Actually, we have it on good authority that just 200,000 jobs per month would be "serious job growth," as defined here:

unless we start to see serious job growth β€” by which I mean increases in payroll employment of more than 200,000 a month β€” consumer spending will eventually slide, and bring growth down with it.

Says who? Says Clinton-loving Princeton Pixie Paul Krugman, that's sez who.

Now, that was Clinton's average over eight full years, but then, he began with a growing economy and didn't put the economy into recession until Bush's term.

If the Bush Boom manages to match the good professor's previously-defined bars for "serious" and "solid" growth creation, we have this crazy idea that Krugman will paint it as "disappointing" or even "disastrous" news.

No word, yet, on when the Democrats will begin revising their "2.3 million jobs lost" rhetoric. In fact, the last time we'd heard, they'd actually upped it to 2.6 million, despite the fact that we've been gaining jobs, not losing them, for seven months.

At some point our supremely objective press corps will, no doubt, begin to correct them.

But Aren't We Now Spinning Expectations, Downwards? Yeah, there's some of that going on here.
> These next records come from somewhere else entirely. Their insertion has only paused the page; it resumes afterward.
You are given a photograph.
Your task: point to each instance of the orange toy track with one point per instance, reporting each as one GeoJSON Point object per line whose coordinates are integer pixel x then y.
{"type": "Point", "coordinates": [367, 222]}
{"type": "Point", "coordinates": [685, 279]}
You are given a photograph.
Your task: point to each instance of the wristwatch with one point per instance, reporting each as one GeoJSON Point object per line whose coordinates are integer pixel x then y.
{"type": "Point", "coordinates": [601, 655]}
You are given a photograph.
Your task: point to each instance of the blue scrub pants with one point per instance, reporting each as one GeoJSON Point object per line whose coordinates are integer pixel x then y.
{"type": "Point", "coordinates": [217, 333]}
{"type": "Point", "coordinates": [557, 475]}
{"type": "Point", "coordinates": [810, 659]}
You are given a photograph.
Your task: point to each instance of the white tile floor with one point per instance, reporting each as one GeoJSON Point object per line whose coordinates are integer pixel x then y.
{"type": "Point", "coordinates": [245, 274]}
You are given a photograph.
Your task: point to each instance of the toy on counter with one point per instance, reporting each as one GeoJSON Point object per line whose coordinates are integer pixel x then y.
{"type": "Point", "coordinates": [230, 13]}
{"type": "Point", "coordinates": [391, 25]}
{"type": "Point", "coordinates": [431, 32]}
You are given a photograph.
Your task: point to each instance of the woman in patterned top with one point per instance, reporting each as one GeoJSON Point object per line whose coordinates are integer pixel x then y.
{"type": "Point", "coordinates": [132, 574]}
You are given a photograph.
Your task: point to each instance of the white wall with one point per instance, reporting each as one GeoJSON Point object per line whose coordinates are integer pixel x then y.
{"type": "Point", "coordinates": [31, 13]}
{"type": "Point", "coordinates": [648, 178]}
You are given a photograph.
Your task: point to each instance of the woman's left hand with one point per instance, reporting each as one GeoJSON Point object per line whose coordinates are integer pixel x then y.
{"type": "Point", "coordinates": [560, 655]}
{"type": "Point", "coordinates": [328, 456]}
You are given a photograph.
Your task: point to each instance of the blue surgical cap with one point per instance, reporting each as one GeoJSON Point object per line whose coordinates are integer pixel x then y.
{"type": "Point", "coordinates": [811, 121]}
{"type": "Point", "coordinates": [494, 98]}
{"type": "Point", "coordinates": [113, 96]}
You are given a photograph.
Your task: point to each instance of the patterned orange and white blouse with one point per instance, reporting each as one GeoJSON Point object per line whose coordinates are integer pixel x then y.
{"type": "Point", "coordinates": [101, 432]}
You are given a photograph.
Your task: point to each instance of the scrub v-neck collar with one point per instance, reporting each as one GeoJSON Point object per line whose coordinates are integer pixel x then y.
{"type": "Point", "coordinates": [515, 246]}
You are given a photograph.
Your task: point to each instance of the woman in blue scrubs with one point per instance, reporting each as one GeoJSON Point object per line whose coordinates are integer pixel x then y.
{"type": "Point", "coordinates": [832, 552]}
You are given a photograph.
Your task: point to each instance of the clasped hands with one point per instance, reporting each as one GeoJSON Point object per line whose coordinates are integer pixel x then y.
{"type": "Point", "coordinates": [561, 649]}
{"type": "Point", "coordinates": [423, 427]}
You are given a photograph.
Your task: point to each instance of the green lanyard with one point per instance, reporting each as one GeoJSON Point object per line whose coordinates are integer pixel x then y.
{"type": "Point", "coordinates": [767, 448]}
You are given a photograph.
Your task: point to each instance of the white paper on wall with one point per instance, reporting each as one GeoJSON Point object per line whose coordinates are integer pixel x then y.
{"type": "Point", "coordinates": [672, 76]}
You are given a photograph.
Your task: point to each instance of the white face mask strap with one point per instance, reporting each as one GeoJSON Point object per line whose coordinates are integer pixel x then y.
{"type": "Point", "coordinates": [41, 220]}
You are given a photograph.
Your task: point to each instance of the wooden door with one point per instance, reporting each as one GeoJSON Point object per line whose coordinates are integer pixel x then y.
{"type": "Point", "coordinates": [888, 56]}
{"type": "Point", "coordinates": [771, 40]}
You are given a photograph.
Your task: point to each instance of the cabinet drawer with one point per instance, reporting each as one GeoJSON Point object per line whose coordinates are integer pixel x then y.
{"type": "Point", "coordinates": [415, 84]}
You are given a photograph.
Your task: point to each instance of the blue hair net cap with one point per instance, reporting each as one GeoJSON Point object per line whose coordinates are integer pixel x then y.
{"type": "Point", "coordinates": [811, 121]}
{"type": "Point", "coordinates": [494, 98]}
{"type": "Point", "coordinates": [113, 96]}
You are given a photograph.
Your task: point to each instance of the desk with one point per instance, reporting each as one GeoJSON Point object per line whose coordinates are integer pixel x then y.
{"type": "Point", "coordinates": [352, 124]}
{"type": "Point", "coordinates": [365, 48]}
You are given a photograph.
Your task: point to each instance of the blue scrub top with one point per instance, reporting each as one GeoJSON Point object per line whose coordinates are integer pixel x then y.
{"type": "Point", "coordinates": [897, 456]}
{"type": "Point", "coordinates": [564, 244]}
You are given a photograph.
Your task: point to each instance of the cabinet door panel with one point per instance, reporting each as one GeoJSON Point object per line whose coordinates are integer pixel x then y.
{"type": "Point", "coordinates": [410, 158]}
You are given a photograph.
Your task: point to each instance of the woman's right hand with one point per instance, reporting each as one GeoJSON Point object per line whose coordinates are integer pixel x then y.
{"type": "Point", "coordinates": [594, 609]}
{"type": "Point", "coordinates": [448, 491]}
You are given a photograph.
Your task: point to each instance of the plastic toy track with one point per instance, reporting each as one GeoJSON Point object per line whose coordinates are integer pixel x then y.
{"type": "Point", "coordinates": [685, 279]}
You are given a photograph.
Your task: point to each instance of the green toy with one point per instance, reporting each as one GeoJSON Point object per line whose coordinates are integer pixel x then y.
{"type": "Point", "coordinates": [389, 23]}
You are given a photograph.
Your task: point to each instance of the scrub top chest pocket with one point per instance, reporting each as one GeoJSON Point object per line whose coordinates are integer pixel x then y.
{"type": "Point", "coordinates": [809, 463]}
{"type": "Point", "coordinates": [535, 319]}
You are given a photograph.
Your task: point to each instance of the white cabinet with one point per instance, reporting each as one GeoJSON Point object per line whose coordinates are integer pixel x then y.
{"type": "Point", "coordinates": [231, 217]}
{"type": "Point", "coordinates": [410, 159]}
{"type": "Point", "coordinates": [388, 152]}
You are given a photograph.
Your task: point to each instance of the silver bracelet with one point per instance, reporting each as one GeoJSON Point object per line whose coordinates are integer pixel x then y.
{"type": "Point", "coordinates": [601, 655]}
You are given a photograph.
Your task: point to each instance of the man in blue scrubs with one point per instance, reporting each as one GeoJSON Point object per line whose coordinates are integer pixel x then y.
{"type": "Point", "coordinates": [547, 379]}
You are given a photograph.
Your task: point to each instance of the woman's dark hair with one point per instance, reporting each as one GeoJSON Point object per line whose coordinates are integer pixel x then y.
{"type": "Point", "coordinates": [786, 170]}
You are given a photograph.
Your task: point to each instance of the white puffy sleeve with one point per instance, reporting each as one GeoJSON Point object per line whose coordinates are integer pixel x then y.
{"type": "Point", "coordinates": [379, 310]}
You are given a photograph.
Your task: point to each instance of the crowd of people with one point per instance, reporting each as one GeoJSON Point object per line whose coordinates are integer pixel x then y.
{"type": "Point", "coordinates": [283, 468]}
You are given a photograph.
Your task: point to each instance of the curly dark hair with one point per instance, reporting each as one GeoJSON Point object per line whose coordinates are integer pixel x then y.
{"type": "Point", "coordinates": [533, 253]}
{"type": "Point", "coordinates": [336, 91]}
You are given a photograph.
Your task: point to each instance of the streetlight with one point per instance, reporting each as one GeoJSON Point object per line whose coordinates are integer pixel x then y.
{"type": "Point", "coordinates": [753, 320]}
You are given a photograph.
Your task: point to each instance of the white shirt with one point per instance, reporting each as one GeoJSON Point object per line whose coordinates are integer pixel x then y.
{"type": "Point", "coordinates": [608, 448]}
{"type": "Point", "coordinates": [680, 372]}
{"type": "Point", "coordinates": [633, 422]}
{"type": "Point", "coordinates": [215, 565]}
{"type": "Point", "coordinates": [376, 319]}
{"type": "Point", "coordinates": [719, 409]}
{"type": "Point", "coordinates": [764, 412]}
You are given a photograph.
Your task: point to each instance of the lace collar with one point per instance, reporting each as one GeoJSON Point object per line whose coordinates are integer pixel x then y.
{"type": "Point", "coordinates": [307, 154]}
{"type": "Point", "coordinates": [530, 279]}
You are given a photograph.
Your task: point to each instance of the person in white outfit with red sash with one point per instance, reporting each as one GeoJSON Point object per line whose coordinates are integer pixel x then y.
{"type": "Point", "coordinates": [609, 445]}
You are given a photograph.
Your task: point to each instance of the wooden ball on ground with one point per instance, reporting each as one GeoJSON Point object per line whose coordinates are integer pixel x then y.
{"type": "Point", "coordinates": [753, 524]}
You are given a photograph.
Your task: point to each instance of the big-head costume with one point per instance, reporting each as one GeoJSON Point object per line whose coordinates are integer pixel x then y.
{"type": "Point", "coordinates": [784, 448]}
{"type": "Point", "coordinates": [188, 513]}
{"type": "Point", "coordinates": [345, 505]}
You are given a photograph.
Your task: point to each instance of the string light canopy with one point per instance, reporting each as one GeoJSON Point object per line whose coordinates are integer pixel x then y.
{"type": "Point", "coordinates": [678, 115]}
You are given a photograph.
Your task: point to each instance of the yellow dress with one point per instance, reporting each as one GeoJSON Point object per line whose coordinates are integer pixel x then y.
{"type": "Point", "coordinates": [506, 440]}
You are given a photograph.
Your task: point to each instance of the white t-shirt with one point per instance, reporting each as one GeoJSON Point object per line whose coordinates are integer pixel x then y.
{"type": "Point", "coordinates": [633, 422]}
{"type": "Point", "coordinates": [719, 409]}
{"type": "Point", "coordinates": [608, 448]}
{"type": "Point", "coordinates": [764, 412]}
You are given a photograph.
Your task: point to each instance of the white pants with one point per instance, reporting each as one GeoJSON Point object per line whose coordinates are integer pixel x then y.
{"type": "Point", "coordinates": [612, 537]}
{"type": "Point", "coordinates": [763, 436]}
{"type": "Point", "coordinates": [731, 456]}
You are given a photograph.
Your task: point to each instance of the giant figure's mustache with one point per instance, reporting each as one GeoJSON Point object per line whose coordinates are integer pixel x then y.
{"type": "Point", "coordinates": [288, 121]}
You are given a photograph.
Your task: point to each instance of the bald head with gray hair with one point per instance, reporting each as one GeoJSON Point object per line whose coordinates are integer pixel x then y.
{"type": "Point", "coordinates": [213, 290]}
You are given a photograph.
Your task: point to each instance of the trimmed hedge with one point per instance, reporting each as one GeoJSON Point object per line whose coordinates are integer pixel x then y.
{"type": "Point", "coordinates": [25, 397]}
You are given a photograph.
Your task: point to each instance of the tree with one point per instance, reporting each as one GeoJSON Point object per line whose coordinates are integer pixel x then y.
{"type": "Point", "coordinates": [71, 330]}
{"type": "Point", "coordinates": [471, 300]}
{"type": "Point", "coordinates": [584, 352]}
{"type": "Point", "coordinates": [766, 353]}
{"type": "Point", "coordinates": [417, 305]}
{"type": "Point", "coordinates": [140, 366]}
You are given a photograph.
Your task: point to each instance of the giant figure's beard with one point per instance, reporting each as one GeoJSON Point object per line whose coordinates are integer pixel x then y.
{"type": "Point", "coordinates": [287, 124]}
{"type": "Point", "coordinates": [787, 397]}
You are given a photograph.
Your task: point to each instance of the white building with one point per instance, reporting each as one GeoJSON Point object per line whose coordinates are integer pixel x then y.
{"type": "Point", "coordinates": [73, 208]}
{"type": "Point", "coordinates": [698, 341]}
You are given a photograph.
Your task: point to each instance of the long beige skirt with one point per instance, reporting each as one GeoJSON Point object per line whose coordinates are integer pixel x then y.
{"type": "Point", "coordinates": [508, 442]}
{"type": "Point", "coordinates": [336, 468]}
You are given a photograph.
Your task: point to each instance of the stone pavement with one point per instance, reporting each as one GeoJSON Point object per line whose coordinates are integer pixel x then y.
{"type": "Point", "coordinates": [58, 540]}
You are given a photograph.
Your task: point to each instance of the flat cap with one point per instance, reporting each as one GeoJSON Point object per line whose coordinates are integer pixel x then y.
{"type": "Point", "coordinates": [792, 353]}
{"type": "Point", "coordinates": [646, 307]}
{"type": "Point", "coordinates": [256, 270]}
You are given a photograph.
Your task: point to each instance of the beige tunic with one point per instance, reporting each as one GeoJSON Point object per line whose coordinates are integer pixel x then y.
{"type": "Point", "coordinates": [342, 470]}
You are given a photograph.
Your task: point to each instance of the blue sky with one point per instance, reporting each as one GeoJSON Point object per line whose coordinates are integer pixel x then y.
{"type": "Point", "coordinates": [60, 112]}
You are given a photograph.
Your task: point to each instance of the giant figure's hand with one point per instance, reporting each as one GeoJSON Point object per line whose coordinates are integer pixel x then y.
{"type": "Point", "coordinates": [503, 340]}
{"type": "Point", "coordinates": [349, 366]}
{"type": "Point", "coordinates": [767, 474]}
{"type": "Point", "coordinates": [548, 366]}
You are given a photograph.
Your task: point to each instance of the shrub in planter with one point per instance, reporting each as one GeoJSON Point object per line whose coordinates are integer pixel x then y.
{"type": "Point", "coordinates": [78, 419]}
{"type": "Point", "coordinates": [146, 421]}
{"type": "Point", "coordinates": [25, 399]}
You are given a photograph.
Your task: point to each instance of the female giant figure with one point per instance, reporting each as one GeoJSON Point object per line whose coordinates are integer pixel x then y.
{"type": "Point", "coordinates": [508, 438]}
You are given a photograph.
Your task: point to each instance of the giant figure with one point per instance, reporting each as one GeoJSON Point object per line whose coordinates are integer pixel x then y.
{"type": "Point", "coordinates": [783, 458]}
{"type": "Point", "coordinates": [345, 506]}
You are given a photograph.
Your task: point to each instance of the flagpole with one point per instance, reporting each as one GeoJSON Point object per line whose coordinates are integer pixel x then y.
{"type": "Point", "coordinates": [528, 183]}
But the media is ready to define 308,000 jobs in a month as the floor for basic, ordinary success, when it clearly is not. 308,000 jobs in a month is a smashing success, something Paul Krugman spins as "nothing special," and yet Bill Clinton only managed this "nothing special" little trick 21% of the time during his "miracle economy."

It would seem rather unfair to demand Bush achieve with 100% consistency what Bill Clinton managed just over one time out of five. We know the media has different standards for Democrats, but even they must comprehend that their ability to impose differing standards is somewhat limited when simple, irrefutable math is involved.

With the threat of terrorism still very real, it's harder to get businesses to commit to hiring than it is to get to second base with an Up With People! background dancer.

And Bush's poll numbers sort-of indicate that there probably isn't yet mad-hiring going on. The public doesn't need the media to tell it the economy is dramatically improving (although it helps; and we can't count of them eagerly putting out the message as they did for Bill Clinton in 1996). If a lot of people are being hired, one would think that Bush's poll numbers, especially on the economy and right track/wrong track, would be trending up. They're not.

On the plus side, the surging tax revenues might actually indicate some real jobs-growth. Or it might just indicate that a lot of highly-paid people are suddenly being paid a lot more and are getting massively caught by the Alternate Minimum Tax.